Excellent. So now what? In the mean time I have the Netbook, which is better than nothing. So to kill some time I go on the Netbook and do a BING.com search for this ThinkPoint virus, and I discover just how nefarious this thing really is. Not only does it redirect specific commands, it also blocks your Internet access to any site except - you guessed it - the ThinkPoint site where you can buy the "full program."

But here's the really scary part: it also acts as a keystroke recording program, which can then be used by the creators of the program to hack into your computer and steal your screen names, passwords, credit card account numbers, and everything else in your computer memory. In short, this program can be used to STEAL YOUR IDENTITY. The only saving grace for me is that I didn't click on the box directing me to the website for the "full program," so the required code wasn't downloaded onto my computer.
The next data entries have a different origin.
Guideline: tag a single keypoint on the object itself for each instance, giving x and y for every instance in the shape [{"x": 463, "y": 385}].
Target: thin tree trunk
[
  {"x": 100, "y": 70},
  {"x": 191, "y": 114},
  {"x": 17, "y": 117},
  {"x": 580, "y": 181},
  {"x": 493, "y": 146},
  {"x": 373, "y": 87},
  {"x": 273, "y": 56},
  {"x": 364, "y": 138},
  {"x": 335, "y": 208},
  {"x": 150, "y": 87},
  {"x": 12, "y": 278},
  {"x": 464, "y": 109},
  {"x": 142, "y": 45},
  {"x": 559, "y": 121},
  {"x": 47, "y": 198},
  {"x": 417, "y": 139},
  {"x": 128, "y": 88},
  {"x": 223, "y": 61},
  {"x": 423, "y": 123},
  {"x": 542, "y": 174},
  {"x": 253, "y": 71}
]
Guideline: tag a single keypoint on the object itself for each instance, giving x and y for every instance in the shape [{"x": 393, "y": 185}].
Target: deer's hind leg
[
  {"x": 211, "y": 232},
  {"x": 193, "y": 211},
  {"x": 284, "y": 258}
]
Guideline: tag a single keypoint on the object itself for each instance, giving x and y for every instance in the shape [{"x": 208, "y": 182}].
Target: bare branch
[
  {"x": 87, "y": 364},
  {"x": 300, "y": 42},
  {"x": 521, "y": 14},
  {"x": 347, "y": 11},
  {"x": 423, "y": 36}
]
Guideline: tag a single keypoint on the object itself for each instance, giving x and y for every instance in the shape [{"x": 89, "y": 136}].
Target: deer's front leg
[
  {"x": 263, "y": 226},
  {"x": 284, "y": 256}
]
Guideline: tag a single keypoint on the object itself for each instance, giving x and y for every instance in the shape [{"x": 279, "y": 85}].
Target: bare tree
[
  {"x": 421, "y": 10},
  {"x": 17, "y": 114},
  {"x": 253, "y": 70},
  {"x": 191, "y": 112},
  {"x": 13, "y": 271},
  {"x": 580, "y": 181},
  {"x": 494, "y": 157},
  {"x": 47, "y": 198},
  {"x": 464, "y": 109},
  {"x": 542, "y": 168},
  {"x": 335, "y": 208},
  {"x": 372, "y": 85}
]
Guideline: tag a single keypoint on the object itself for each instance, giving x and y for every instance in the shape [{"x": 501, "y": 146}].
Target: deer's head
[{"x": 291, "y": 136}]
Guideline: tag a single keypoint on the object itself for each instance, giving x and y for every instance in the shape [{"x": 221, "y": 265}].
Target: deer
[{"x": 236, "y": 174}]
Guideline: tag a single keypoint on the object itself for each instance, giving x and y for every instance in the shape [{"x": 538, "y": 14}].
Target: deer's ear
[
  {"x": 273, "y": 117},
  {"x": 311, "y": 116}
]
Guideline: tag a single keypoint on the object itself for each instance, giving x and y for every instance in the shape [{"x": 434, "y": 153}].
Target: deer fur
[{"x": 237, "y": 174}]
As I'm typing this - on the Netbook, of course - the desktop is with Gina's boss's hubby, and he's trying to fix it. Right now it's not looking good, because it appears that another cute little feature that the cocksucking, inbred, shit-eating little asshole who designed this program put in it was a feature that fries your hard drive and/or your motherboard if you do what I did and power down to reboot and access the SAFE mode at startup. So now it looks like I may be in the market for a new computer, which is just what I need right in the middle of the holiday season when money is already tight.

In the mean time, I'm sitting here thinking about how much I'd like to have the designer of that program standing in front of me, and me standing there with either a pair of pliers or a very long, very sharp knife in my hand.

Or both. I have two hands, you know.